Mapping CFI culture, investigating which ideas/experiences are acceptable/non-acceptable, to see if this is a place where I want to spend any time.
My key question is about self-inquiry. Voegelin’s “experience…which cannot become itself an object of propositional knowledge…” seems to be unacceptable. Yet V claims that across cultures and across centuries this experience is the source from which “the symbols of ultimate values emerge as the exegesis of its truth”. In taking this position V seems to agree with Daoist discipline, Buddhist “make friends with yourself”, and Buddhist “cease the chatter of the mind”. So, this kind of self-inquiry seems to be unacceptable in CFI culture.
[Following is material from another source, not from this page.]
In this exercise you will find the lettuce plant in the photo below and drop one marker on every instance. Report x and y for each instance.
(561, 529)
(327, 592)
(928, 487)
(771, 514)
Also, on the issue of religion being the sedative use of doctrine (without the aforementioned experience) that fits into the historic process of recovery from trauma, this seems to be unacceptable.
In this frame of reference, “secular” and “humanist” would seem to be synonymous with “recovered from trauma”, and “religious” would seem to be synonymous with “suffering from serious PTSD”. (The crusaders were the jihadists of a former age.) Religious violence would be related to fear of losing one’s fix. The intensely orthodox believer would be a kind of junkie.
“Reason” seems to be trickier. It seems to be purely “thinking”, versus “meditation”, which includes “to be fully aware of the vividness of internal sensations and stimuli from the external world as they impact the senses.” [And there are distinctly possible left-brain, right-brain correlations.]
I am a self-inquiring meditator. Do I belong here?